The entries are from one to four pages long. They include a definition of the subject, a description of the disorder, genetic profile, demographics, signs and symptoms, diagnosis, treatment and management, and prognosis. Color boxes have definitions of key terms. The articles also have resource lists. Over 200 illustrations, including color photographs and pedigree charts, supplement the text. A symbol guide for the pedigree charts, gene maps, a glossary, a list of organizations, and an index complete the work. There are ample cross-references within the articles.

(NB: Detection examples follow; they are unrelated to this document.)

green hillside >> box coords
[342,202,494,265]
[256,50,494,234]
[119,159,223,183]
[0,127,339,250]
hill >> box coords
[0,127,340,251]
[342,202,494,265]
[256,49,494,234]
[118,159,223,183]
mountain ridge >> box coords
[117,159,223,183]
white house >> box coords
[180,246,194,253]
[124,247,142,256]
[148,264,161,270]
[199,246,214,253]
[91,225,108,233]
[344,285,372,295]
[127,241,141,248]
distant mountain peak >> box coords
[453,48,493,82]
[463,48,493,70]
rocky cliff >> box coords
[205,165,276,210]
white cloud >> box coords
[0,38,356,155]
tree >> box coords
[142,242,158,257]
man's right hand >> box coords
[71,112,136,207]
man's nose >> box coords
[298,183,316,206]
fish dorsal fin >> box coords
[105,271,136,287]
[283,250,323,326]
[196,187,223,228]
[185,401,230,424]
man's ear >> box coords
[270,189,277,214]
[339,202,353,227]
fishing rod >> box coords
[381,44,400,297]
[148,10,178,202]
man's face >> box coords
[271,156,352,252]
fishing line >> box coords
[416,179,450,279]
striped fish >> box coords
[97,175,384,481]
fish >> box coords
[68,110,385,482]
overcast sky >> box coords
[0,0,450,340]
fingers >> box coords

Although some articles, such as Tay-Sachs disease, are virtually unchanged from the first edition of The Gale Encyclopedia of Medicine (1999), most of the entries are new or major revisions. The broad scope of the encyclopedia, which covers both common (Asthma) and rare (Simpson-Golabi-Behmel syndrome ) disorders, makes it a very useful resource. The second edition of the Encyclopedia of Genetic Disorders and Birth Defects (Facts On File, 2000) has a nice history of human genetics, but its entries on the disorders are quite short. The Genetic Disorders Sourcebook (2d ed., Omnigraphics, 2000) and the Congenital Disorders Sourcebook (2d ed., Omnigraphics, 2000) cover only the more common disorders.
Families affected by genetic or congenital disorders and students writing reports will find accurate, current information in The Gale Encyclopedia of Genetic Disorders. Public libraries and consumer health collections will find it well worth the price.